Another category, to which the US code name TEAPOT may apply, is the detection not simply of RF, but of an unintended audio modulation of an external RF signal flooding the area being surveilled. Some object within the room acoustically couples to sound in the room, and acts as a modulator. The group doing the covert surveillance examines the reflected RF for amplitude modulation at the original frequency, or across a spectral band for frequency modulation

For example, in 1952, the Soviets presented the US Moscow embassy with a beautiful Great Seal of the United States. The Seal, however, had an acoustic diaphragm, forming a side of a resonant cavity which, when illuminated with a microwave beam, reflected the beam back as a signal that was modulated by the audio of conversations in the room. The conversations caused the dimensions of the resonant cavity to change, producing the modulated signal, This was a Passive Resonant Cavity Bug.

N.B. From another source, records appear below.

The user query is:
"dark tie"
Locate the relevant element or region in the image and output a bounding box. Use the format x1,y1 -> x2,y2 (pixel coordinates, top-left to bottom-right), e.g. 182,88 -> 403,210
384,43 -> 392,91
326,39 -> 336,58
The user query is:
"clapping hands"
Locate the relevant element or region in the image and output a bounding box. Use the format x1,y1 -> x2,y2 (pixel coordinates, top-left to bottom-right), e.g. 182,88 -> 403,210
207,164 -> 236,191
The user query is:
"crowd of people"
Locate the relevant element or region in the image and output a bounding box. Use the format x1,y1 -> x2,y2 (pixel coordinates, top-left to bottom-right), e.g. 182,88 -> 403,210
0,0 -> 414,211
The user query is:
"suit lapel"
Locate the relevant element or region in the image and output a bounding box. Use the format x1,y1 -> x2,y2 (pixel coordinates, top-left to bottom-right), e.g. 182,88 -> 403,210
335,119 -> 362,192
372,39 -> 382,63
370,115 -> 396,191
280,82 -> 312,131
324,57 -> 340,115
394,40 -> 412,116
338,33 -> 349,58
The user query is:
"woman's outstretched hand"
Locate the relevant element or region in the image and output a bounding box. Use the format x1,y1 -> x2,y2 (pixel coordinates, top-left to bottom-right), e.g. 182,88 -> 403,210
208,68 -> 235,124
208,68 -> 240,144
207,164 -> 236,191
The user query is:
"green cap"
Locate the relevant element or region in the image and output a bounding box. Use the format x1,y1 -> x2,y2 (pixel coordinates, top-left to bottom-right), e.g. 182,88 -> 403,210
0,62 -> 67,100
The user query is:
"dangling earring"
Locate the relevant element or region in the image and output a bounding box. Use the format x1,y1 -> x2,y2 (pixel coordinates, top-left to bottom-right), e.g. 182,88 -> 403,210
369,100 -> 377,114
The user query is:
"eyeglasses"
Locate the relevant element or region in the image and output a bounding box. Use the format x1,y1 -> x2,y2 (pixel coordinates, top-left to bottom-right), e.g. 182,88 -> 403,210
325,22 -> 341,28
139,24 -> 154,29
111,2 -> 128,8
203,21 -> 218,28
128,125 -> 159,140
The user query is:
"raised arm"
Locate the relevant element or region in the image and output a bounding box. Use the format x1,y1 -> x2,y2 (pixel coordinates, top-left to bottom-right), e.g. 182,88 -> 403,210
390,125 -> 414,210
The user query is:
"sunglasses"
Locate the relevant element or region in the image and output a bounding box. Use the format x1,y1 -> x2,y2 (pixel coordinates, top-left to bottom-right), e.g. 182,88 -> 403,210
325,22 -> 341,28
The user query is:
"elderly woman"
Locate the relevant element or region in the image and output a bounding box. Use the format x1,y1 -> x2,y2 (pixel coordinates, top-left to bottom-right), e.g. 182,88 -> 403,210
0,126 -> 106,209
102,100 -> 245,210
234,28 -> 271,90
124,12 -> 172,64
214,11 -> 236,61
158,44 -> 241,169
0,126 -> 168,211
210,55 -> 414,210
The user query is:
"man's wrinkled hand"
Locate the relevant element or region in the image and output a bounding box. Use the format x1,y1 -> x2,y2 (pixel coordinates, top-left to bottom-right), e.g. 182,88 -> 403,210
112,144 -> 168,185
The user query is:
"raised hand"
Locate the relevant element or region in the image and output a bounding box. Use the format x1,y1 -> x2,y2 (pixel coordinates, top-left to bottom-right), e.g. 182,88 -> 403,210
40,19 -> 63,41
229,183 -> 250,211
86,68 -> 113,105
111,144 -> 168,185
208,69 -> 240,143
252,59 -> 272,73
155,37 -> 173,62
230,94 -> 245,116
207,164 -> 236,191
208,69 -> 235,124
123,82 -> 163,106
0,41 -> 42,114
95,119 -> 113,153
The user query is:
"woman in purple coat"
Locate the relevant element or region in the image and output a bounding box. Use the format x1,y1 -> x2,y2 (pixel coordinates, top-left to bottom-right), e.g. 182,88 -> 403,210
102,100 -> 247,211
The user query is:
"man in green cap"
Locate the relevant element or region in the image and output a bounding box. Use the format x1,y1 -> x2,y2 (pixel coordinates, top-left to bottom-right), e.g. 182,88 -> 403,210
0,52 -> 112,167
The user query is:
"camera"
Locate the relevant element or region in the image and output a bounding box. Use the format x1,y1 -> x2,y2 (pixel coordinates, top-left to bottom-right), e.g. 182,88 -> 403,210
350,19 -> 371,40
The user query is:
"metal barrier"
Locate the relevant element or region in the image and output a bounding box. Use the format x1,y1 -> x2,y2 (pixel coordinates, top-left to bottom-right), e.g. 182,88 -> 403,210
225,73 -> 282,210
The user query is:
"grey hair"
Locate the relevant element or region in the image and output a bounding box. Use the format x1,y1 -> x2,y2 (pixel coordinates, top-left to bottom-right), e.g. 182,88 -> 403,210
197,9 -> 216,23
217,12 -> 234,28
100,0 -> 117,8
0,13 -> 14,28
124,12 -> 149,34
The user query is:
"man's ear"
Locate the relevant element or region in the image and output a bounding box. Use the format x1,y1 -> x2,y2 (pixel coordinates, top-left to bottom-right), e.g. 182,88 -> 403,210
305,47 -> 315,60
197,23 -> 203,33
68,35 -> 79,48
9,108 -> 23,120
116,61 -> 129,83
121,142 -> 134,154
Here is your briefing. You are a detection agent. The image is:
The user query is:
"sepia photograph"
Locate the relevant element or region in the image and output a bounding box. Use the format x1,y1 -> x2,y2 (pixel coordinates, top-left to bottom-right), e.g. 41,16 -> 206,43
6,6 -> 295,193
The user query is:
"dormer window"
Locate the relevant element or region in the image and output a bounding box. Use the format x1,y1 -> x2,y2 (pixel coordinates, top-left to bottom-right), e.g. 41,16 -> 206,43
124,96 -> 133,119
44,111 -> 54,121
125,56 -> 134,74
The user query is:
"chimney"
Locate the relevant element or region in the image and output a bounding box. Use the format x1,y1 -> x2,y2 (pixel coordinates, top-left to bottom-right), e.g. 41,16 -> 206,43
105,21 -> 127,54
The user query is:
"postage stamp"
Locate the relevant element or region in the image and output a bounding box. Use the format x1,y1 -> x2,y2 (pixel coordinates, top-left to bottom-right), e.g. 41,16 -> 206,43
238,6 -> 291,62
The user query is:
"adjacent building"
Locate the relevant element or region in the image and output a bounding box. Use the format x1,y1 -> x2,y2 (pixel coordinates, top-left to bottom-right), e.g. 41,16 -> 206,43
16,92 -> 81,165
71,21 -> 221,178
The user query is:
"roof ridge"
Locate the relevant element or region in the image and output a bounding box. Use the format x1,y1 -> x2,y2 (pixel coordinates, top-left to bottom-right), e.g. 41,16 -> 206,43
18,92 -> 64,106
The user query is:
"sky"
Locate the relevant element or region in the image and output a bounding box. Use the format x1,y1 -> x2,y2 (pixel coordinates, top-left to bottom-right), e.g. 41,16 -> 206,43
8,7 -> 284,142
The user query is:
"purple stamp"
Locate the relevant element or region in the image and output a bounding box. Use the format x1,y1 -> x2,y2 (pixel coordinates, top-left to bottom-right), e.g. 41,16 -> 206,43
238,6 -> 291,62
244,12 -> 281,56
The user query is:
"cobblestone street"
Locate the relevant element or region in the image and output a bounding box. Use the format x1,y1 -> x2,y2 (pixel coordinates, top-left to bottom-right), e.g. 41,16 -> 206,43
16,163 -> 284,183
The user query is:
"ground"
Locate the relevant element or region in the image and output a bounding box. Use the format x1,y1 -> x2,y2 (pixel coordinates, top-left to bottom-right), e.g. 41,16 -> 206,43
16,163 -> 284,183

This effect may not require a purpose-built modulator. Items as mundane as an incandescent light bulb may act as modulators.

TEAPOT, assuming that is the code name, has similarities to the technique of using the reflections of a laser from a window. In that technique, the window vibrates from acoustic pressure on the inside, and modulates the laser carrier.

=== Secure signal leakage into ground ===

As early as the First World War, it was possible to intercept the information content of a telegraph or telephone using electrically unbalanced signals, by detecting signals of greater amplitude than the expected electrical ground. In an unbalanced transmission, the ground serves as a signal reference.

=== Covert modulation for digital surveillance ===

In the 1950s, it was found that there could be electrical coupling between the unencrypted side of a "RED" signal inside a secure communications facility, and either the conductor carrying the "BLACK" encrypted signal, or possibly the electrical ground(s) of the system. TEMPEST protective measures work against the situation when the frequency of the RED and BLACK signals are the same. The RED signal, at a low power level, may be intercepted directly, or there may be intermodulation between the RED and BLACK signals.

HIJACK is a more advanced threat, where the RED signal modulates a RF signal generated within the secure area, such as a cellular telephone. While HIJACK targets RF, NONSTOP targets the pulses of a digital device, typically a computer.